Командный пункт генерала армии К. А. Мерецкова располагался в лесу в районе Лодейного. Поля. Кирилл Афанасьевич коротко познакомил меня с состоянием войск, посетовал на недостаток оружия, а потом вдруг сказал:
— Выручайте. С секретарем городского комитета партии товарищем Кузнецовым я уже переговорил. Он обещал помочь. Но перевезти оружие можете только вы, моряки.
Да, Ленинград даже в эти тяжелые дни снабжал сражающиеся войска многими видами военной продукции.
С КП командарма связываюсь со штабом флотилии, приказываю выделить корабль и людей. В тот же день вместе с офицерами штаба армии в Ленинград отправились наши представители. Получив на ленинградских заводах минометы и автоматы, они на автомашинах доставили их в Осиновец, а оттуда на сторожевом корабле в Новую Ладогу. Далее «груз генерала Мерецкова» на баржах переправили в Свирицу. Трудно описать радость, с какой армейцы выгружали драгоценные ящики.
С Борисом Владимировичем Хорошхиным мы больше не встретились: не дождавшись моего возвращения от К. А. Мерецкова, он улетел в Москву. Не думал я, что в тот день мы виделись с ним в последний раз. В 1942 году контр-адмирал Б. В. Хорошхин погиб на Волге под Сталинградом.
Плавать до последней возможности
Офицеры нашего небольшого штаба трудились без отдыха и все-таки не успевали управляться с нараставшим потоком разнообразных задач, причем одна другой сложнее. Не хватало всего — кораблей, судов, людей. Грузили медленно и долго. Враг все усиливал бомбежки рейдов, причалов, складов. Особенно рьяно фашистские летчики охотились за нашими канонерскими лодками и сторожевыми кораблями. То и дело в штаб поступали радиограммы: «Отбил три налета от трех до двенадцати самолетов в каждом. Боеприпасы на исходе». Прибыв в Новую Ладогу, корабли спешно выгружали эвакуированных из Ленинграда детей, женщин, раненых и с еще большей поспешностью принимали снаряды, которые сразу же шли в дело, когда над рейдом появлялись вражеские бомбардировщики.

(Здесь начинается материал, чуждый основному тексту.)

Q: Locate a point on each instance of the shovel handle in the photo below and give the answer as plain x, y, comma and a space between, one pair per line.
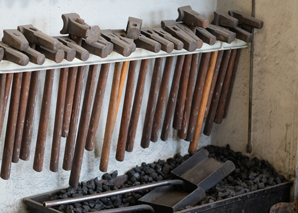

Побывав на канлодке «Бира», я заглянул в вахтенный журнал. В глаза бросились записи об отражении воздушных налетов. Подсчитываю их: 9 октября — шесть налетов авиации, 10 октября — шесть, 11 октября — пять, 12 октября — четыре, 13 октября — пять, 14 октября — четыре, 17 октября — пять; 15 и 16 октября нам повезло, воздушных налетов не было: стояла нелетная погода — низкая облачность, дождь.
Личному составу флотилии не было покоя ни днем, ни ночью. Озеро и его берега полыхали в темноте зарницами орудийных выстрелов и ослепительными вспышками разрывов авиабомб.
А тут еще прибавились осенние штормы. Бывало, сформируем конвой — буксиры и баржи под охраной боевых кораблей, а в рейс отправить не можем — на озере шторм. Со всех сторон звонки, радиограммы: «Почему задерживаете суда?» Отбиваемся, как можем, но стоим на своем. Мы уже накопили горький опыт: некоторые баржи и даже самоходные суда не дошли по назначению, разбитые или выброшенные на берег штормом. И приходится ждать, когда озеро хоть немного утихнет.
Трудности встречаются на каждом шагу. Некоторые буксиры и тральщики, доставив баржи к западному берегу, оказывались без топлива. В Осиновце суда ждут, когда им подадут уголь. Горько слышать об этих простоях, но трижды горше мысль о том, что этот уголь мы получаем из Ленинграда, где остались и без того скудные запасы топлива. Пришлось немало повоевать с планирующими органами, пока нам разрешили в общий объем перевозок включить и уголь для нашего склада в Осиновце.